Realising his speech in January did not go down too well in EU capitals, David Cameron is this week embarking on a charm offensive across Europe. He’s visiting Madrid, Paris and Berlin, among others, basically trying to sell to others his call for
repatriation of powers, oops, no, sorry, that word can only be used in the UK. When delivering that message elsewhere there “should be a discussion across Europe about how we make the EU more flexible, and how we make clear that powers can flow back to nation states as well as flow forward to the EU”.
But this very phrase – whether to use the term repatriation or not – precisely shows Cameron’s problem. He is trying to play to an EU-sceptic public and particularly his backbenchers at home, while trying to sound conciliatory when in other EU capitals. It is a balancing act that does not work.
Prior to his departure, Cameron has been giving interviews to Le Monde and Süddeutsche, among others. The Le Monde interview is here, Süddeutsche (short version) here. “Wir sind immens positiv für Europa” he says in SZ, translated as “We are immensely positive about Europe”. Could you imagine him saying that to a UK audience?
Of course all this comes after France and Germany refused to participate in the UK’s competence review, so it is going to be a rocky road for him. The Times and The Telegraph, together with the centre-right commentariat in the UK will follow his every move, trying to determine if the body language between him and Merkel at a press conference is positive or not, or whether Germany seems to be open to Cameron’s calls for reforms or not. And at the end of the week we will probably all be none the wiser.

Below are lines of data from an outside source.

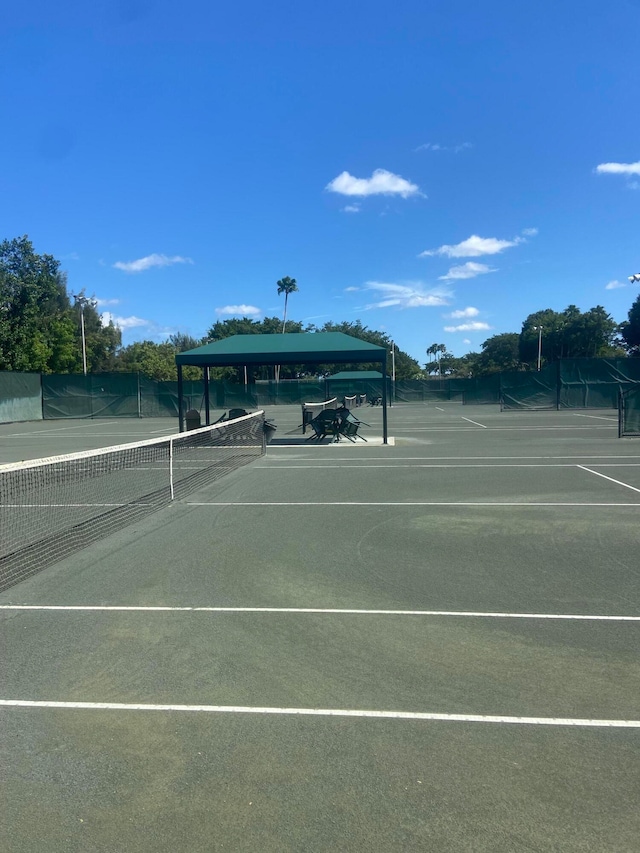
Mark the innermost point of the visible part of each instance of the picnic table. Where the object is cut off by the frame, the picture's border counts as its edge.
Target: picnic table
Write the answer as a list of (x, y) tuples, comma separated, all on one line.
[(339, 423)]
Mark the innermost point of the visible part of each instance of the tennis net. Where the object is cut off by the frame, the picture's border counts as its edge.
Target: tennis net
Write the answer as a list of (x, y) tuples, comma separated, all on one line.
[(51, 508)]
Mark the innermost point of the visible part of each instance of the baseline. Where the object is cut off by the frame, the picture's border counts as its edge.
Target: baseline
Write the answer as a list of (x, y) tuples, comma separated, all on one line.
[(323, 712), (475, 614)]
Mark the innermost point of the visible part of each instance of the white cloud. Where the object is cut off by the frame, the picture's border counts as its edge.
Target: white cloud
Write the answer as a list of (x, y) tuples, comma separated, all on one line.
[(473, 247), (435, 146), (238, 310), (468, 270), (468, 327), (464, 312), (410, 295), (150, 261), (381, 182), (618, 168), (123, 322)]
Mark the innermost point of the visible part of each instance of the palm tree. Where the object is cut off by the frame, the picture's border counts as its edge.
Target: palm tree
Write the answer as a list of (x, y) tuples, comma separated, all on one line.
[(286, 285)]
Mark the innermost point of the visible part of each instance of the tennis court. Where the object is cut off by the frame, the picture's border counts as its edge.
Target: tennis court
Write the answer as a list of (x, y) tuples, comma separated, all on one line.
[(427, 645)]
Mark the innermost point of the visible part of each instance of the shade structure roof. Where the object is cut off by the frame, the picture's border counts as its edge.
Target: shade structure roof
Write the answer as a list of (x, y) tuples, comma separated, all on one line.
[(295, 348), (356, 374)]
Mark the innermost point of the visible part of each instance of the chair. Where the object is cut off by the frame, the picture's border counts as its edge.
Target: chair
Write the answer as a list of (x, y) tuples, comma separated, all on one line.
[(349, 428), (325, 423)]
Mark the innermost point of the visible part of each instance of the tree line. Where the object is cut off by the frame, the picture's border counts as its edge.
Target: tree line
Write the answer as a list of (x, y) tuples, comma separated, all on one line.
[(41, 331), (546, 336)]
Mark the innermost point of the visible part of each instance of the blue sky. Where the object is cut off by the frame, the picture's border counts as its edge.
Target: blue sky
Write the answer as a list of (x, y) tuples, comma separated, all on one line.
[(436, 170)]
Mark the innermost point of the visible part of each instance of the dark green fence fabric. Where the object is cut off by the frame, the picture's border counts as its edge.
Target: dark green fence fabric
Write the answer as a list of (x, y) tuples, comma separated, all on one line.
[(483, 390), (529, 389), (100, 395), (595, 382), (570, 383), (159, 398), (20, 397), (349, 387), (629, 412)]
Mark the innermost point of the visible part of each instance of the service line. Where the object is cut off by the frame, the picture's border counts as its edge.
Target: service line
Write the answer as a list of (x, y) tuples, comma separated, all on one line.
[(472, 422), (604, 477), (330, 611)]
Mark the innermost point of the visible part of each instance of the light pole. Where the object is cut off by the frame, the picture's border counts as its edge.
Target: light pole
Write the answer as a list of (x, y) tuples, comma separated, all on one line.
[(393, 372), (83, 301), (539, 330)]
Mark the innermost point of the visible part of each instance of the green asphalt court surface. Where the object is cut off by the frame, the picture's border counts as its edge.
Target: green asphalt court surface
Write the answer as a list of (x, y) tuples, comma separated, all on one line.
[(432, 645)]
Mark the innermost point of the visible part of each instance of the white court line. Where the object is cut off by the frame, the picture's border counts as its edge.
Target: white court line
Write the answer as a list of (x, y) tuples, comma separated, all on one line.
[(597, 417), (438, 458), (39, 432), (604, 477), (399, 429), (324, 712), (404, 503), (330, 611), (473, 422), (452, 465)]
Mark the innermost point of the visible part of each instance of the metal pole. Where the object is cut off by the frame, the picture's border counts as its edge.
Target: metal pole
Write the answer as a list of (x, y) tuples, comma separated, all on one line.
[(180, 404), (207, 402), (84, 344), (539, 346), (393, 372), (384, 399)]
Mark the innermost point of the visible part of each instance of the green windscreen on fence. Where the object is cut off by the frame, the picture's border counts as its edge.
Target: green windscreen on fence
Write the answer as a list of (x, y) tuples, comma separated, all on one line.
[(482, 390), (629, 412), (99, 395), (529, 389), (595, 382), (20, 397)]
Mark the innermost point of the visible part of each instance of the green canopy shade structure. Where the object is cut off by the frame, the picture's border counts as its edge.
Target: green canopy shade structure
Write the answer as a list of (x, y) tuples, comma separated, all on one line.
[(356, 374), (295, 348)]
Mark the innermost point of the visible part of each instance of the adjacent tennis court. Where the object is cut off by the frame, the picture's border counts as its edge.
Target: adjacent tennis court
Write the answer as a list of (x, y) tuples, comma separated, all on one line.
[(426, 645)]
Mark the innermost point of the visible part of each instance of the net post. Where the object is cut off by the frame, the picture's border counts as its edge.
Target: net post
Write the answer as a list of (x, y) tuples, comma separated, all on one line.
[(171, 492), (384, 398), (207, 403), (180, 405), (620, 412)]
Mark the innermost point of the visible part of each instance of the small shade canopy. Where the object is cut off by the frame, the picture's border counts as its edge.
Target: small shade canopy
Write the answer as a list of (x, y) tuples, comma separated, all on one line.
[(294, 348), (356, 374)]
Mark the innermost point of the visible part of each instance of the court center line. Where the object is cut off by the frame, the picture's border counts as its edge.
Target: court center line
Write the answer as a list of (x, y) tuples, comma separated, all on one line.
[(323, 712), (329, 611), (597, 417), (604, 477)]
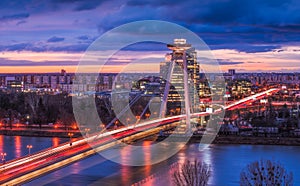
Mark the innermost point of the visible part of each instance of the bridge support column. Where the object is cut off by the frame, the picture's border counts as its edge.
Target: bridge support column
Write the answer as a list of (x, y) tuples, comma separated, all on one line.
[(186, 94)]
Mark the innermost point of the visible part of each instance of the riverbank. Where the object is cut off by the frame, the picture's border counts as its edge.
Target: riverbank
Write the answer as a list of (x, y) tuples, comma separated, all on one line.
[(257, 140), (249, 140), (40, 133)]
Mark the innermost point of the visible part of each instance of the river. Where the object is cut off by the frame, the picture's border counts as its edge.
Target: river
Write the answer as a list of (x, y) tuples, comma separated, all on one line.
[(226, 162)]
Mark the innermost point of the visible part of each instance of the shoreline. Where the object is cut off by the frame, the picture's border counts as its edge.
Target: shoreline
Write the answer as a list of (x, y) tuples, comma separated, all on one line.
[(245, 140), (257, 140), (40, 133), (219, 139)]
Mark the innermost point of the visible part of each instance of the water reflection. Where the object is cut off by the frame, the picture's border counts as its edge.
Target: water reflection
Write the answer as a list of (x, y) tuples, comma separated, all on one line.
[(1, 144), (125, 170), (18, 146), (55, 141), (15, 146)]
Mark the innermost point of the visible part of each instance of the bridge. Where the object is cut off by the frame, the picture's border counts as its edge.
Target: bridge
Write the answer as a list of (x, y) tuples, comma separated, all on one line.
[(26, 168)]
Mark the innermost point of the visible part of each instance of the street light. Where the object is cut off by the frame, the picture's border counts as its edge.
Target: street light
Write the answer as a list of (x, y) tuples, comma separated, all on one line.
[(29, 147), (70, 134), (3, 154), (87, 130)]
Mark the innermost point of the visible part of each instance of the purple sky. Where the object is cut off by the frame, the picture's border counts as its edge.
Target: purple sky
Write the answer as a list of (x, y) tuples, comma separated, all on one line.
[(250, 35)]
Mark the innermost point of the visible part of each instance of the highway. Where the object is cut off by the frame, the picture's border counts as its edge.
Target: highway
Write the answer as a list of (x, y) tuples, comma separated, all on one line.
[(29, 167)]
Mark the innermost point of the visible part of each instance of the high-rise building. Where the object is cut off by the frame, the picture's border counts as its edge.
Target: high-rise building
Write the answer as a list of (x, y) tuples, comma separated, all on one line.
[(231, 71), (172, 70)]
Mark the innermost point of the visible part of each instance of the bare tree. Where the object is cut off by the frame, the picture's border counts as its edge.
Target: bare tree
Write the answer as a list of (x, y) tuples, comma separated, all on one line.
[(191, 174), (265, 173)]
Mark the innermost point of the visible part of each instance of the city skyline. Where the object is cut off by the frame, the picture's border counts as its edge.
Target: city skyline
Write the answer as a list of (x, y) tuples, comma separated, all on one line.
[(46, 37)]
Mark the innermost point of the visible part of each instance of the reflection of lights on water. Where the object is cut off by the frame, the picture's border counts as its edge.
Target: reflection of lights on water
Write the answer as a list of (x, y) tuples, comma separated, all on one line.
[(55, 141), (125, 169), (18, 146), (206, 152), (203, 147), (1, 143)]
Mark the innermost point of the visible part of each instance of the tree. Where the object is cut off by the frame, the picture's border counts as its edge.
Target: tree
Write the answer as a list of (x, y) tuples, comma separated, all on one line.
[(192, 174), (265, 172)]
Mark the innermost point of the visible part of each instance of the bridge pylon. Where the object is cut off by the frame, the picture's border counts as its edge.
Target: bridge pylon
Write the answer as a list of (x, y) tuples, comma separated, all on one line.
[(181, 72)]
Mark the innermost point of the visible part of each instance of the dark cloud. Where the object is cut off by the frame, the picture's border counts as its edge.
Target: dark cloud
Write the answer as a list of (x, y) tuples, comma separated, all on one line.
[(55, 39), (44, 48), (84, 37), (14, 17), (81, 5), (224, 62), (21, 22), (7, 62)]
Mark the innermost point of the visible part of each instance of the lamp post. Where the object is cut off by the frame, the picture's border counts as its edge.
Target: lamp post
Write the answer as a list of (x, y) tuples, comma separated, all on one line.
[(3, 154), (70, 134), (29, 147), (87, 130)]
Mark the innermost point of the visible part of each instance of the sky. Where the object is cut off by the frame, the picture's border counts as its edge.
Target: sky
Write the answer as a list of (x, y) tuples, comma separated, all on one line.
[(248, 35)]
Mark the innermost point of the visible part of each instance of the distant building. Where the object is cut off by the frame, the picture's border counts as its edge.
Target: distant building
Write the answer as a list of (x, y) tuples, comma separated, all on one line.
[(231, 72)]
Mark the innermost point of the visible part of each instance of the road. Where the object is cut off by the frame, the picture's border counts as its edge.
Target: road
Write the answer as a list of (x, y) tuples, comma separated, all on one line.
[(29, 167)]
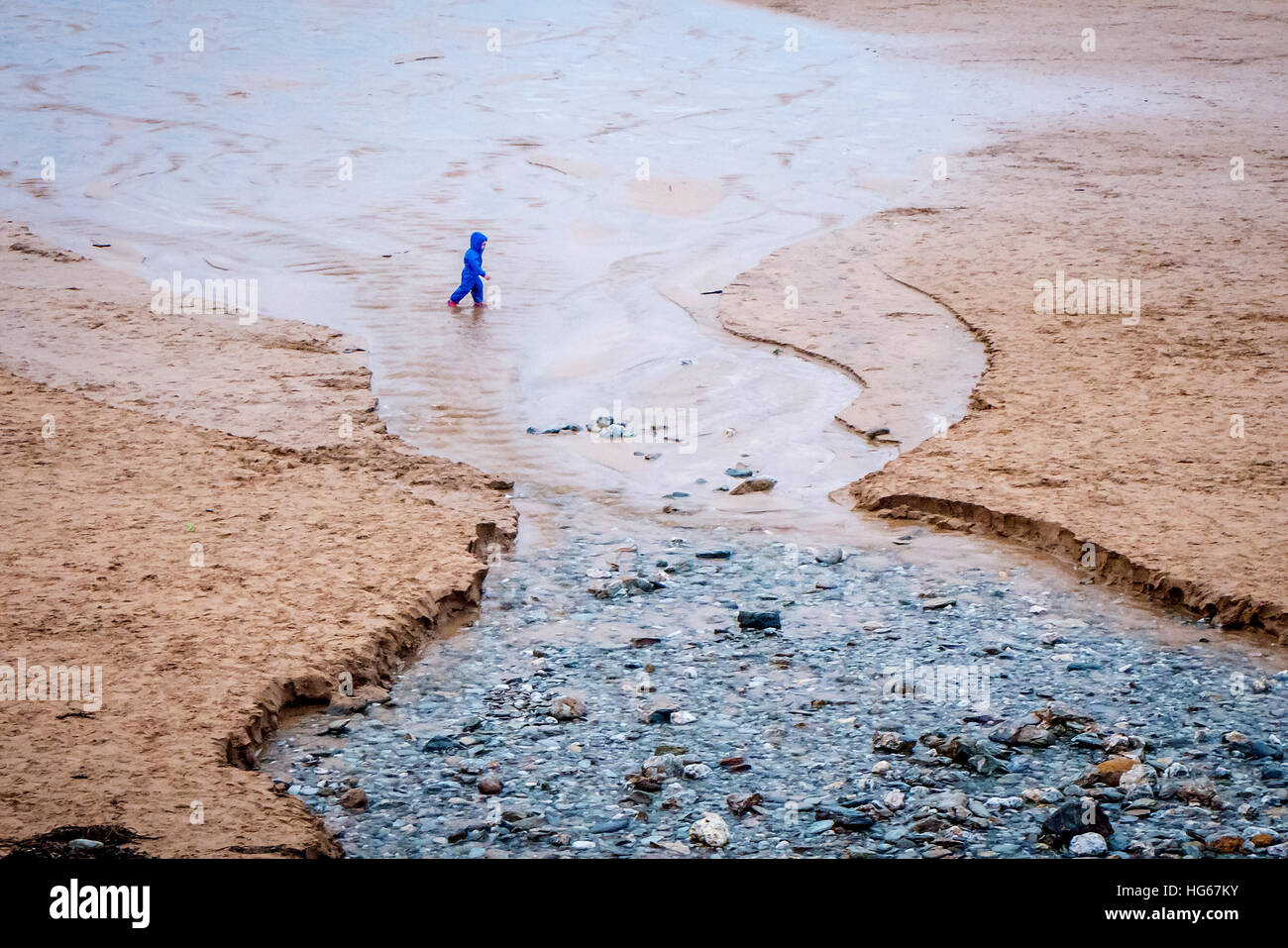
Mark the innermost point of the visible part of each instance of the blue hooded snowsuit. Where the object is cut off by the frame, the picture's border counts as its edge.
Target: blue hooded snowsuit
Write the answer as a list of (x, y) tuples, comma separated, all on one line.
[(472, 277)]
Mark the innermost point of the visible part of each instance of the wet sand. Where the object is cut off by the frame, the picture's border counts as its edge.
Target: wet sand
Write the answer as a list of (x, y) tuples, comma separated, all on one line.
[(1149, 454), (217, 579)]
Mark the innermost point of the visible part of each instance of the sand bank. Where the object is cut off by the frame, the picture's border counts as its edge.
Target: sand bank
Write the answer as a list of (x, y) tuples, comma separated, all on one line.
[(214, 515), (1149, 453)]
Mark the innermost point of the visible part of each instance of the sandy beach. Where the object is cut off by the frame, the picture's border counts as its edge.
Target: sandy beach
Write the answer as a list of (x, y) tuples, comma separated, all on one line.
[(1149, 454), (214, 579), (284, 553)]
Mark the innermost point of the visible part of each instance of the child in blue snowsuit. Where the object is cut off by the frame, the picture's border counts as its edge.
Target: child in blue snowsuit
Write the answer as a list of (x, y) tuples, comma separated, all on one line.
[(473, 274)]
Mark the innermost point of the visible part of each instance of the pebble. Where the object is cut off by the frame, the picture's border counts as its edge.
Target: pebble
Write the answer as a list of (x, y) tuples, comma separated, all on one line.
[(687, 717)]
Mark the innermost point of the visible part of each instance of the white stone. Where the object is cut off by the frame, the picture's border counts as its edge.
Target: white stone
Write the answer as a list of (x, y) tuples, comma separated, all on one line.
[(1089, 844), (709, 831)]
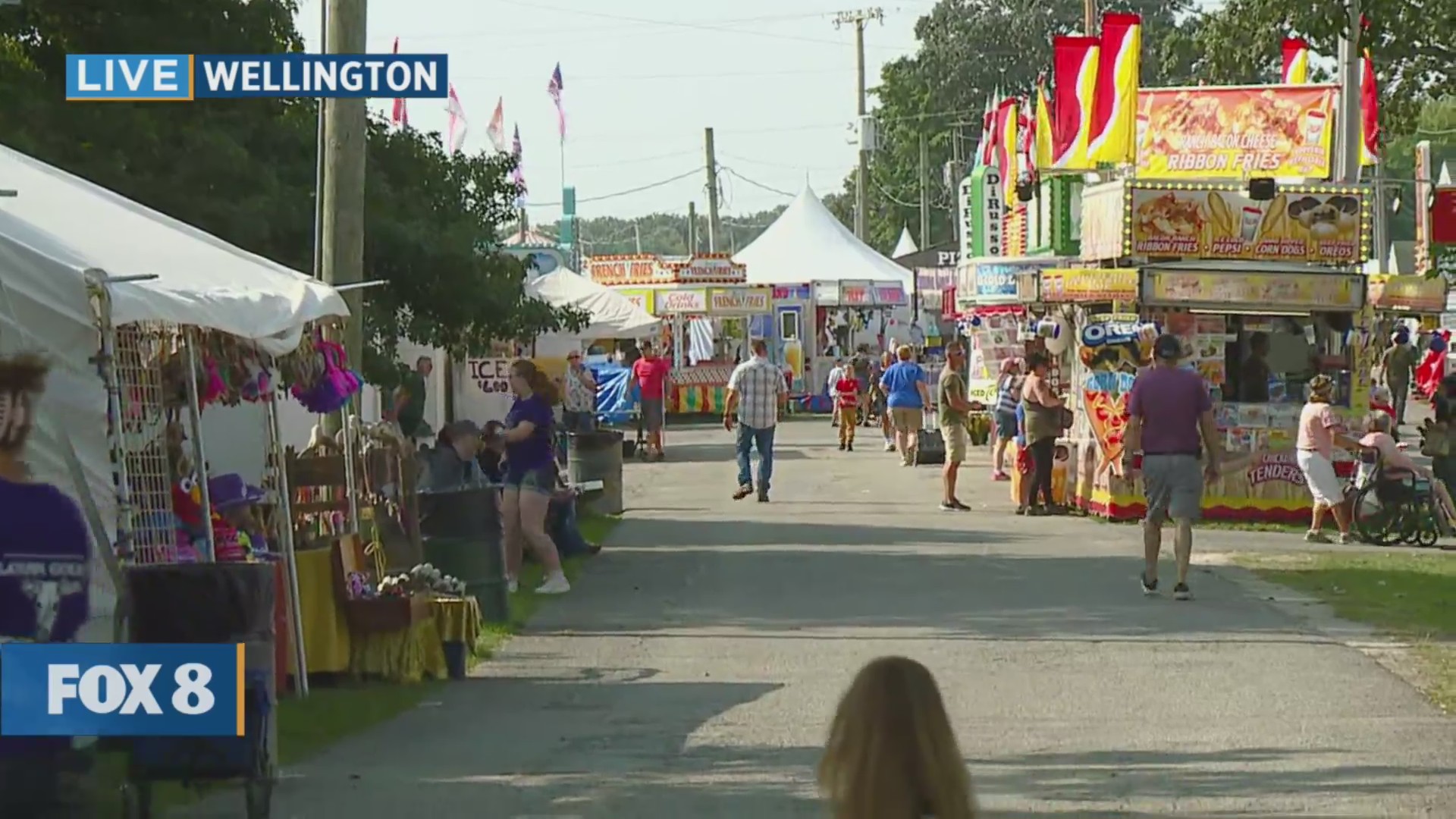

But there remains an essential problem. Cameron seems to see the European Union as an amalgam of national interests, an intergovernmental union, a zero-sum game. Leaders in other EU Member States do not only see it that way. There remains the notion (false some might argue, but a notion nevertheless) that the European Union can itself achieve some degree of democratic legitimacy, something that Cameron implicitly rules out.
It is going to be an underwhelming week.